How is it "not all that bad"? It's like writing assembly code: low-level, error-prone, and highly remote from the actual domain logic. We got rid of the need to write assembly code in the 70s, and by the 90s programs had gotten so complex that it was downright impossible to write large programs in assembly code. OpenCL is the assembly code of parallel programming. We need to develop some language on top of it so anyone can write complex programs. Right now everyone is writing his own framework on top of it, but isn't that proof that none of these are satisfactory solutions?
If you are going to do comparisons on difficulty then this is more valid comparison: x86 SIMD assembly is akin to PTX assembly (NV assembly). Those are around similar levels of difficulty. OpenCL/CUDA is not on level of either of those things because you don't need to know specific ISA details to write OpenCL/CUDA code. Most things are abstracted away from you and it has actual high-level language concepts like variables, memory management, tasking, etc. Such concepts don't exist in assembly. Of course, these languages are designed to closely map to the architectures they run on and give you relatively low-level control so they aren't exactly super easy to use.

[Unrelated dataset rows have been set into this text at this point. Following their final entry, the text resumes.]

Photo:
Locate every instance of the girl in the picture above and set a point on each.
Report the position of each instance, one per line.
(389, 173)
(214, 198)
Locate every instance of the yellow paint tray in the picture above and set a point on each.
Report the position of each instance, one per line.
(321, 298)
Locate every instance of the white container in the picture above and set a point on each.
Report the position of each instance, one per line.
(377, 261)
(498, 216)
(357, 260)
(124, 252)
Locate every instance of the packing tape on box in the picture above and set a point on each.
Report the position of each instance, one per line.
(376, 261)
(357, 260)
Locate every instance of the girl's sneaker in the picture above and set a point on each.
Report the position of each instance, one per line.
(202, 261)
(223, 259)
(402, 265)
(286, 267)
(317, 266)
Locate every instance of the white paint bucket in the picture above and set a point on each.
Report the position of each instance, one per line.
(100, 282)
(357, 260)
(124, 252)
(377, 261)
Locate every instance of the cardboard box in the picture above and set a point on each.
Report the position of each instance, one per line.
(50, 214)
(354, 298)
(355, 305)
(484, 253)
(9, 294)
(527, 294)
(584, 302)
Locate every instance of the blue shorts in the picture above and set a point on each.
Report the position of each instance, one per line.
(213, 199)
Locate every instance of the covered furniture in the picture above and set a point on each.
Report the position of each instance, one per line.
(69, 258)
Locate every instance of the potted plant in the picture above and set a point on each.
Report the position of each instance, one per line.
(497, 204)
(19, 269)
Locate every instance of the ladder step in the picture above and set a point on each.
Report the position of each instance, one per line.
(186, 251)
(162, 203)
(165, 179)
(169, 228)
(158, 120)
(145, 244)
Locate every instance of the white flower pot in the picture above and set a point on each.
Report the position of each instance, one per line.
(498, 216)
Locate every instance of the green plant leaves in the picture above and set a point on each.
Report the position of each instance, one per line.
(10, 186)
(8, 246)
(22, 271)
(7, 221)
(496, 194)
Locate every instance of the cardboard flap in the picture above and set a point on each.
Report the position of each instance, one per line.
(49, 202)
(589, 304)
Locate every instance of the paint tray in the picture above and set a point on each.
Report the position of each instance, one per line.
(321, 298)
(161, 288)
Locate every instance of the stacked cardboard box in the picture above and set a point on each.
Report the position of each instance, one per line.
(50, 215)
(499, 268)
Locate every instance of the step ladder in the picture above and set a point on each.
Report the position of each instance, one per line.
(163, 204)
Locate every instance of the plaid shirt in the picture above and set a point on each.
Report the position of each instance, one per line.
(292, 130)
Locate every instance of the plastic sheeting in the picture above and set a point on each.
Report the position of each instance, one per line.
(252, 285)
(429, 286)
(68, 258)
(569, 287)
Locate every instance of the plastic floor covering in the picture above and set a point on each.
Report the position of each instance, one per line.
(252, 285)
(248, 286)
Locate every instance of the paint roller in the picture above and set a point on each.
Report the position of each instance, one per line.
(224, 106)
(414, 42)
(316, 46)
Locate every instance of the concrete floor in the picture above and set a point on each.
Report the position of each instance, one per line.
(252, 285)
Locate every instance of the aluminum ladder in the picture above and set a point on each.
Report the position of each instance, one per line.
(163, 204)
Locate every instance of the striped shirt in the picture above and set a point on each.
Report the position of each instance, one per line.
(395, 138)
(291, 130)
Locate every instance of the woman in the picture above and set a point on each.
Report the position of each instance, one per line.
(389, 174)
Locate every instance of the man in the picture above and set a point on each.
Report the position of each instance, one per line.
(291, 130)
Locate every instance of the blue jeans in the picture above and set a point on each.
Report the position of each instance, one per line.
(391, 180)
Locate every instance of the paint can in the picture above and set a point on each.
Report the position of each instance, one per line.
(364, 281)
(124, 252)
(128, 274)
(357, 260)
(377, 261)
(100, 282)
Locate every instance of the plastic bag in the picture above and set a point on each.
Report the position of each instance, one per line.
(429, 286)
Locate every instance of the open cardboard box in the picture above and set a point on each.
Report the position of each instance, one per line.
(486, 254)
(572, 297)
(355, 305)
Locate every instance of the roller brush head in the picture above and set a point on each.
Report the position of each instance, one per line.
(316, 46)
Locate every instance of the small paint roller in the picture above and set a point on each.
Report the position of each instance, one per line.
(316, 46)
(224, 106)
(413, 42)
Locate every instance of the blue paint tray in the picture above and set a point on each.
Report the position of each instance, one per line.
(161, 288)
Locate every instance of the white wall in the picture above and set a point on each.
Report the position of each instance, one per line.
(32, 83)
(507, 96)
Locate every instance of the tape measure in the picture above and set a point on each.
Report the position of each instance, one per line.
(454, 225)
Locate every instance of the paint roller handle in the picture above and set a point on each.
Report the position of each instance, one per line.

You seem to be making two arguments to me: you want more control in higher level languages but you want less control in lower level languages. Complex programs require complex languages and you aren't going to get a silver bullet of easy-to-use-with-lots-of-power-and-runs-well language. The fact is, no-one has an answer for what the perfect language or runtime is: it's simply an open research topic. Currently, from what I've seen, people think the best alternative to do a layered approach. At the low level you have languages that map well to your architecture and a higher level you have languages that are transformed into lower-level languages. You expose architectural details in the low level languages, but not in the high level languages. On top of that you expose some sort of hinting system at the high level to give help with parallel optimizations (e.g. group these tasks). This is just a vague trend I'm alluding to that has been occurring in HPC.